Emmaus Baptist College is a private Landmark Missionary Baptist college in Brandon, Florida. Its focus is primarily religious with degrees in ministry and education.

History
The college was founded in 1954 as the Florida Baptist Institute and Seminary in Auburndale, Florida. Albert Garner served as President from 1954 to 1970. In 1957 the college moved to Lakeland, Florida, to a facility on West Olive Street overlooking Lake Beulah. The campus was centered around a circular building designed by Jacksonville architect Caleb L. Kelly, Jr. 

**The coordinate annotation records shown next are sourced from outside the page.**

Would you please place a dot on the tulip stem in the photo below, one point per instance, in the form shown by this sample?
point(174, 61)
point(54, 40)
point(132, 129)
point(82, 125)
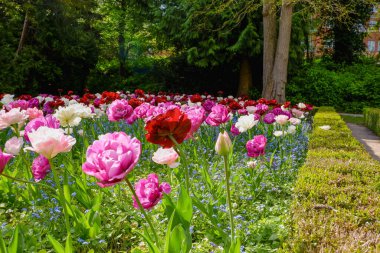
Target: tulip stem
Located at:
point(26, 182)
point(181, 154)
point(227, 174)
point(143, 211)
point(61, 197)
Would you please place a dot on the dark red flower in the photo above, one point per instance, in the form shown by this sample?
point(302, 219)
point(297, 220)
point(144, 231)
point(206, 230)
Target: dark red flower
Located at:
point(25, 97)
point(161, 99)
point(196, 98)
point(287, 104)
point(173, 122)
point(139, 92)
point(134, 102)
point(250, 103)
point(108, 97)
point(234, 105)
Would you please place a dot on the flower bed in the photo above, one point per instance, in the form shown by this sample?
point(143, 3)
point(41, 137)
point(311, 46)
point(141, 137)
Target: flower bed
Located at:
point(337, 195)
point(372, 119)
point(148, 172)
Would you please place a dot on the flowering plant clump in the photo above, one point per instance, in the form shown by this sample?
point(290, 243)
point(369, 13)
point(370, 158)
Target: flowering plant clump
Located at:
point(172, 123)
point(150, 191)
point(256, 146)
point(112, 157)
point(171, 172)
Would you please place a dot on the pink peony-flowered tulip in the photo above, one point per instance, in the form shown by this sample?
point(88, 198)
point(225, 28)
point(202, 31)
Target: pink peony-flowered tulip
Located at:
point(49, 142)
point(166, 156)
point(223, 145)
point(14, 116)
point(281, 119)
point(4, 159)
point(118, 110)
point(150, 192)
point(196, 114)
point(234, 130)
point(141, 110)
point(34, 113)
point(33, 125)
point(14, 145)
point(40, 167)
point(256, 146)
point(112, 157)
point(219, 115)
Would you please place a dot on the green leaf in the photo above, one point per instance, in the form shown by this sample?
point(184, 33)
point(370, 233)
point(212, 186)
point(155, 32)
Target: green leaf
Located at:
point(56, 245)
point(184, 205)
point(168, 231)
point(16, 244)
point(69, 244)
point(178, 240)
point(66, 193)
point(235, 246)
point(152, 247)
point(3, 248)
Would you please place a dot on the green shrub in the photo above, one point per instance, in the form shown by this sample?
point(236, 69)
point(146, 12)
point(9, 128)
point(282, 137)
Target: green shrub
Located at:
point(372, 119)
point(347, 88)
point(336, 206)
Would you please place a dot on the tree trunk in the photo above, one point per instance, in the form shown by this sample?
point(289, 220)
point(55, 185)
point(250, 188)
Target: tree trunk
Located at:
point(121, 39)
point(280, 68)
point(245, 83)
point(269, 26)
point(23, 34)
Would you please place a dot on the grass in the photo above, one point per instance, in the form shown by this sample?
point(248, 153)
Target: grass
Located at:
point(372, 119)
point(353, 119)
point(336, 206)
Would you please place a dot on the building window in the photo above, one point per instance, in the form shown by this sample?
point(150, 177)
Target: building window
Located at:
point(371, 46)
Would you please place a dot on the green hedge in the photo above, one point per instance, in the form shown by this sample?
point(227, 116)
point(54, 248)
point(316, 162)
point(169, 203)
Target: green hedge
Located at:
point(336, 205)
point(372, 119)
point(347, 88)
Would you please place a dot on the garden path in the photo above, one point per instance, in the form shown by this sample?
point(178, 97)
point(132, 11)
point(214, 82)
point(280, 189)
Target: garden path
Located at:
point(370, 141)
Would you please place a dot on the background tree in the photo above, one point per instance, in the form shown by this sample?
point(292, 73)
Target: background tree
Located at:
point(57, 49)
point(206, 32)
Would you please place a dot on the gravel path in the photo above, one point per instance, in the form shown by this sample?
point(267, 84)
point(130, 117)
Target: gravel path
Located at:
point(370, 141)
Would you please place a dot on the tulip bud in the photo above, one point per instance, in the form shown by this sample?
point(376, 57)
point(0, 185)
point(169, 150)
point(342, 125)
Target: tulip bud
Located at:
point(223, 145)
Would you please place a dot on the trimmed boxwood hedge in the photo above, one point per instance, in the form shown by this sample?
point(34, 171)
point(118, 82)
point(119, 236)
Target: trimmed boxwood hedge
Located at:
point(336, 205)
point(372, 119)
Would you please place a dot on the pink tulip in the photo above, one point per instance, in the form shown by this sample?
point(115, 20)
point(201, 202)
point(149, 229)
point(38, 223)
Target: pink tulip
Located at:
point(141, 110)
point(118, 110)
point(219, 115)
point(166, 156)
point(294, 121)
point(150, 192)
point(34, 113)
point(297, 113)
point(49, 142)
point(33, 125)
point(14, 116)
point(281, 119)
point(112, 157)
point(196, 114)
point(40, 167)
point(223, 144)
point(4, 159)
point(256, 146)
point(131, 119)
point(234, 130)
point(14, 145)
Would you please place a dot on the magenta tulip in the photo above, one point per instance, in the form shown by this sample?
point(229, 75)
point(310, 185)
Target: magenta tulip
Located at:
point(112, 157)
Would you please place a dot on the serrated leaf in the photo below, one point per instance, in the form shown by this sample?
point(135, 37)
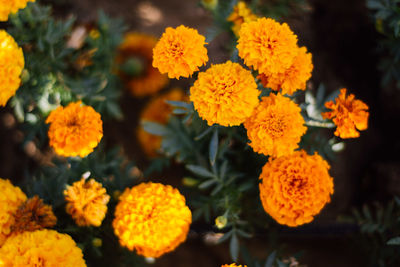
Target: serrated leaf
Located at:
point(394, 241)
point(201, 171)
point(179, 104)
point(207, 184)
point(234, 247)
point(213, 148)
point(155, 128)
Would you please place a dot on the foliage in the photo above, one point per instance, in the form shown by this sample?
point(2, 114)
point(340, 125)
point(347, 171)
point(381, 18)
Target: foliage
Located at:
point(379, 230)
point(387, 21)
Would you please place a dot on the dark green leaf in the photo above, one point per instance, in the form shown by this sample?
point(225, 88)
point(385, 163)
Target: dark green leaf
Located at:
point(213, 148)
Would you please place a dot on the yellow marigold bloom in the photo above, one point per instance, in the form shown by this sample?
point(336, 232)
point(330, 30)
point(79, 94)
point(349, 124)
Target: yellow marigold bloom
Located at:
point(33, 215)
point(86, 202)
point(348, 114)
point(41, 248)
point(140, 47)
point(267, 46)
point(75, 130)
point(11, 197)
point(276, 126)
point(151, 218)
point(241, 14)
point(225, 94)
point(8, 7)
point(11, 65)
point(295, 188)
point(294, 78)
point(157, 110)
point(180, 52)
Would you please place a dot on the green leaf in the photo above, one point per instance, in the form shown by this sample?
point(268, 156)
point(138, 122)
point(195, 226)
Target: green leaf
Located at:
point(155, 128)
point(201, 171)
point(207, 184)
point(213, 149)
point(203, 134)
point(394, 241)
point(234, 247)
point(180, 104)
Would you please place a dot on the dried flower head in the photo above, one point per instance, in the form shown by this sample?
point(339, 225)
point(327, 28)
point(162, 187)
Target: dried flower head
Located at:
point(348, 114)
point(86, 202)
point(157, 110)
point(152, 219)
point(294, 78)
point(149, 80)
point(33, 215)
point(267, 46)
point(11, 65)
point(11, 197)
point(295, 188)
point(41, 248)
point(225, 94)
point(180, 52)
point(276, 126)
point(240, 14)
point(8, 7)
point(75, 130)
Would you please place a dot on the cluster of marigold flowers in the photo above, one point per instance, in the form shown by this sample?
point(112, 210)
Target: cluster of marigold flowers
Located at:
point(152, 218)
point(295, 186)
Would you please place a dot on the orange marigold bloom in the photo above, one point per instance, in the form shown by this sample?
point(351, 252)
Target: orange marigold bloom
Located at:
point(75, 130)
point(11, 65)
point(33, 215)
point(8, 7)
point(180, 52)
point(86, 202)
point(267, 46)
point(225, 94)
point(11, 197)
point(295, 187)
point(276, 126)
point(140, 47)
point(41, 248)
point(348, 114)
point(294, 78)
point(152, 218)
point(157, 110)
point(241, 14)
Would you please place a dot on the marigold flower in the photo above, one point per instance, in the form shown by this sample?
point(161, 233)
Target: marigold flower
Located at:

In 1990 the college moved to Brandon. The name was changed to Emmaus Baptist College after the death of Dr. Garner in 2007.

Segregation
The college published two books authored by President Garner advocating segregation, The Racial Issue "is God a God of Segregation?" in 1959 and Missionary Baptists and the Civil Rights and Segregation Issue 1954-1964 in 1964. In 1963, Garner discussed racial integration with President John F. Kennedy, expressing his fear that integration would read to marriage between races, stating that "We have deep moral and religious convictions that integration of the races is wrong and should be resisted." He also expounded before the Judiciary Committee of the US House of Representatives "that Federal efforts to force integration as a new social pattern of life is morally wrong, unChristian, and in conflict with the word and will of God as well as historic Christianity" in 1963.

Campus
The ten acre campus consists of more than a dozen buildings, including a Chapel, two educational buildings, several residences and four dormitories.